Problem One:
Assume that Home Grown Company (HGC) wishes to create a sponsored ADR program worth $75 million to trade on the NASDAQ stock market. Assume that HGC is currently selling on the SWX Swiss Exchange for SF25.00 per share, and the current dollar/Swiss franc exchange rate is $0.8000/SF. American Bank and Trust (ABT) is handling the ADR issue for HGC and has advised the company that the ideal trading price for high-technology shares on the NASDAQ is about $60 per share (or per ADR).
(a).Describe the precise steps ABT must take to create an ADR issue meeting HGC’s preferences.
(b).Assume that HGC’s stock price declines from SF25.00 to SF22.50 per share. If the exchange rate does not also change, what will happen to HGC’s ADR price?
(c).If the Swiss franc depreciates from $0.8000/SF to $0.7500/SF, but the price of HGC’s shares remains unchanged in Swiss francs, how will HGC’s ADR price change?
Problem Two:
(1).Rosa purchases shares of a company that recently executed an IPO at the post-offering market price of $35 per share, and she holds the shares for one year. She then sells her shares for $40 per share. The company does not pay dividends, and she is not subject to capital gains taxation. During this year, the return on the overall stock market was 13 percent. What net return did she earn on her share investment? Assess this return in light of the overall market return.

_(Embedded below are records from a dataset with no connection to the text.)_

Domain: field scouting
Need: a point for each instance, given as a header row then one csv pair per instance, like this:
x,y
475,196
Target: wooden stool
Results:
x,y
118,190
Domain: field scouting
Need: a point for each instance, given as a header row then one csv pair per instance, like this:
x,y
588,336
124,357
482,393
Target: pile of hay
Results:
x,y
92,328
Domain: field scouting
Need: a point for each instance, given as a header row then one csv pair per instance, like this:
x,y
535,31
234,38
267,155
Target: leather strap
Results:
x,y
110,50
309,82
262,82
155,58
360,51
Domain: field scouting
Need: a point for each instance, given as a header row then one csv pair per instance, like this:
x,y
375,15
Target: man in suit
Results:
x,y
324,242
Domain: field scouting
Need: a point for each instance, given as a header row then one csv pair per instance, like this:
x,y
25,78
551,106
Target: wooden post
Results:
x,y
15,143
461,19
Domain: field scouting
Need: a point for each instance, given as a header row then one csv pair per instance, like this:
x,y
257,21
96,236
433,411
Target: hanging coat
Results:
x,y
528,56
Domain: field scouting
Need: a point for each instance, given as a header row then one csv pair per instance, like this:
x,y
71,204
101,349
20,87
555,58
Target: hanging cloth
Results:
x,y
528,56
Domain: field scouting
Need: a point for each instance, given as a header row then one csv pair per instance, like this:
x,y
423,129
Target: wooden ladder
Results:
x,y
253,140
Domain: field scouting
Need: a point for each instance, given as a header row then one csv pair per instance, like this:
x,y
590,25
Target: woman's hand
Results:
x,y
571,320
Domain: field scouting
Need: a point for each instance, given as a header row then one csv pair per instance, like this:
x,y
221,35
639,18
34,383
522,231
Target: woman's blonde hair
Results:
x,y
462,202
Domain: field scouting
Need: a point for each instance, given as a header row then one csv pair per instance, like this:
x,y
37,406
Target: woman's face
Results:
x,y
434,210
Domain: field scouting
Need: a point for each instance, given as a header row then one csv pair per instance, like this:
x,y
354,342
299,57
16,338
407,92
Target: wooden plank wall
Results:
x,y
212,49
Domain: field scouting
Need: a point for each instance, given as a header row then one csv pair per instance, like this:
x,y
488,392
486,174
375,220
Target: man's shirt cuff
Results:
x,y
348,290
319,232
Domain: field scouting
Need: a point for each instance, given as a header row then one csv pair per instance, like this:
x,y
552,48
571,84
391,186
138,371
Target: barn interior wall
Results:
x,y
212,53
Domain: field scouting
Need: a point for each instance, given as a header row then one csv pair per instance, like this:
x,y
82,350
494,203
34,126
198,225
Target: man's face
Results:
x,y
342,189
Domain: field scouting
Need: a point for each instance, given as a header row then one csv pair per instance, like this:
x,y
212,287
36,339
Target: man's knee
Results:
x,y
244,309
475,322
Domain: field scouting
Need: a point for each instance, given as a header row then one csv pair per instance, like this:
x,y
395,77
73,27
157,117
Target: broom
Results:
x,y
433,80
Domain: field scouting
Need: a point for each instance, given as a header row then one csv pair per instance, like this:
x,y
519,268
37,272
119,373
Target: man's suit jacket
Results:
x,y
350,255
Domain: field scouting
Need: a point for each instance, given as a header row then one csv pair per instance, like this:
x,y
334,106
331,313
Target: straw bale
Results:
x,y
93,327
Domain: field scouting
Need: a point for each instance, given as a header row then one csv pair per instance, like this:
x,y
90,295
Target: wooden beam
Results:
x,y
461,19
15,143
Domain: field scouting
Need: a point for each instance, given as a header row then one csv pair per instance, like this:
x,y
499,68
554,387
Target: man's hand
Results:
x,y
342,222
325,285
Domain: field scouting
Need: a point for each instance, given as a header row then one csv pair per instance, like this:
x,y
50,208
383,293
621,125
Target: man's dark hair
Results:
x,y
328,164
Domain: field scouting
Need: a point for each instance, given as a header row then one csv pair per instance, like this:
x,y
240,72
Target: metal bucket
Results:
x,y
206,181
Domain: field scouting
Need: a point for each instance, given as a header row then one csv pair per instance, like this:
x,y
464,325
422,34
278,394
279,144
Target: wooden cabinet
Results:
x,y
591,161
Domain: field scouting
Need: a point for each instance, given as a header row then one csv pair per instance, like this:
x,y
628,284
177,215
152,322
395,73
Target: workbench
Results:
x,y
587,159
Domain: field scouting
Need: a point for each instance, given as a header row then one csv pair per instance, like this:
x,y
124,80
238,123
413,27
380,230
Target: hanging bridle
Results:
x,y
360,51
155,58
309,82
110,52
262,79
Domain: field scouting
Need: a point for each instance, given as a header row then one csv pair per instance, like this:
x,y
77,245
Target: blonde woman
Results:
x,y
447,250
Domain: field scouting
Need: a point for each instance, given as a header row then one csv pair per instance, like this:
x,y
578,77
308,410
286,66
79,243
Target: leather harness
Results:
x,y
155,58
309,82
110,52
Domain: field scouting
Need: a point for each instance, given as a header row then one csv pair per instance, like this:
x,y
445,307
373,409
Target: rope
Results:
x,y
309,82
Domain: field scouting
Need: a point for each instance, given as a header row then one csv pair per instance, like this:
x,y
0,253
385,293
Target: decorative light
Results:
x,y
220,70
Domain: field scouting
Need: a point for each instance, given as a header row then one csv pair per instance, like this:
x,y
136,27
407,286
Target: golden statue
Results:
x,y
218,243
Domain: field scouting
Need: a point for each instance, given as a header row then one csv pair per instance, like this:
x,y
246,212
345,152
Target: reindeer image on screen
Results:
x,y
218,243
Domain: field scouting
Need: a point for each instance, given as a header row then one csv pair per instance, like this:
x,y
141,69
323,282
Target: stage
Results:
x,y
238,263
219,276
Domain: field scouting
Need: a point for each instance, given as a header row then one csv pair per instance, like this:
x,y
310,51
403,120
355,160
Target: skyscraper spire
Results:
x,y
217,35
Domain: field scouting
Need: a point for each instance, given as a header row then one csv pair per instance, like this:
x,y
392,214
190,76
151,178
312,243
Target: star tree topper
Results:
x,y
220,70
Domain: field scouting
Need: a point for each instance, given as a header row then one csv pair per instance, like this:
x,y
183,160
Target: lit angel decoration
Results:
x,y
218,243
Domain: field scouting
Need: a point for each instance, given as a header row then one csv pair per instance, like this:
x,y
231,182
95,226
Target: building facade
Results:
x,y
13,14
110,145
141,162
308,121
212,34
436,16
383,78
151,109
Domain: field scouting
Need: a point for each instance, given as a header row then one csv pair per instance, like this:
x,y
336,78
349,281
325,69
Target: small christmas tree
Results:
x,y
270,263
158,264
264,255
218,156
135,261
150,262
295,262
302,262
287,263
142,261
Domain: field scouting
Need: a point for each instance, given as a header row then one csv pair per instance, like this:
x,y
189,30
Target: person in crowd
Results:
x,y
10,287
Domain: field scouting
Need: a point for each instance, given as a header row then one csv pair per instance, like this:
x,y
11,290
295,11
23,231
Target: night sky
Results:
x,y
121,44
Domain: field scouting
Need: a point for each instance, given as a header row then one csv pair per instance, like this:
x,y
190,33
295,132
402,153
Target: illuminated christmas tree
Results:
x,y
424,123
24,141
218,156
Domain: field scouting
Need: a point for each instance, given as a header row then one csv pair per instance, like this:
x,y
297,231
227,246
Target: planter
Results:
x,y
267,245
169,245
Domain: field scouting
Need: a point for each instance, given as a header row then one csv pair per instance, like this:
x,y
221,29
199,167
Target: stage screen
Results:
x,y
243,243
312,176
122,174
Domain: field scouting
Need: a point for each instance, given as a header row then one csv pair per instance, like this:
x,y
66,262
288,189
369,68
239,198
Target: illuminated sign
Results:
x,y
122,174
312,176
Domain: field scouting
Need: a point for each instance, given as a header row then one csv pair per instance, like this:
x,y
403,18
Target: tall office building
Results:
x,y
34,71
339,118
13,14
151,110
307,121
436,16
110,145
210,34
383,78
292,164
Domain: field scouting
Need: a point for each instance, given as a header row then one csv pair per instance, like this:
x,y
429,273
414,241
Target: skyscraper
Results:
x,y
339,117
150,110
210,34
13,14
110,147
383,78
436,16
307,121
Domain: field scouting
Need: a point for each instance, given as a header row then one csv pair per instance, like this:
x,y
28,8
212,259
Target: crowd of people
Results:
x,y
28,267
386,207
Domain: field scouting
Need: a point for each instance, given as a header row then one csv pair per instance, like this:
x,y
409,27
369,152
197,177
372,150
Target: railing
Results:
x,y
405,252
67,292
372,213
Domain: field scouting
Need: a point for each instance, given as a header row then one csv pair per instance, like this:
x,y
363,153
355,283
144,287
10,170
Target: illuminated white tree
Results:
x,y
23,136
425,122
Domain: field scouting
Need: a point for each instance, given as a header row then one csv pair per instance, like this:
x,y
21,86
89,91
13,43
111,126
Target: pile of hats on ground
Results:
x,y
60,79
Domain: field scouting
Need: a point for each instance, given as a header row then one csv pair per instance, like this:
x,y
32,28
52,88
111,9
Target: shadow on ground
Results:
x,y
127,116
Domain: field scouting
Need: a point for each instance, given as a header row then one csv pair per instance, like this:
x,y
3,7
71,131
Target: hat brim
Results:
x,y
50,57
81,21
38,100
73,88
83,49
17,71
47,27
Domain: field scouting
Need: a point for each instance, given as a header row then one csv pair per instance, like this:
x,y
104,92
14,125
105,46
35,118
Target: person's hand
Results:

(2).Griswold Company needs to raise $50 million of new equity capital. Its common stock is currently selling for $50 per share. The investment bankers require an underwriting spread of 3 percent of the offering price. The company’s legal, accounting, and printing expenses, associated with the secondary offering, are estimated to be $750,000. How many new shares must the company sell to net $50 million.
Problem Three:
A firm has EBIT of 10 million; the firm has $60 million of debt outstanding with a required rate of return of 6.5 percent. The required rate of return on the industry is 10 percent. The corporate tax rate is 30 percent. Assume corporate taxes but no personal taxes.
(a).Determine the present value of the interest tax shield of the firm, as well as the total value of the firm.
(b).Determine the gain from leverage, if personal taxes of 10 percent on stock income and 35 percent on debt income exist.
Problem Four:
(Ignore income taxes in this problem.) Big Blue Co. is considering three investment opportunities having cash flows as described below:
- Project I would require an immediate cash outlay of $10,000 and would result in cash savings of $3,000 each year for 8 years.
- Project II would require cash outlay of $3,000 per year and would provide a cash inflow of $30,000 at the end of 8 years.
- Project III would require a cash outlay of $10,000 now and would provide a cash inflow of $30,000 eight years from now.
Required:
If Big Blue has a required rate of return of 14%, determine which, if any, of the three projects is acceptable. Use the NPV method.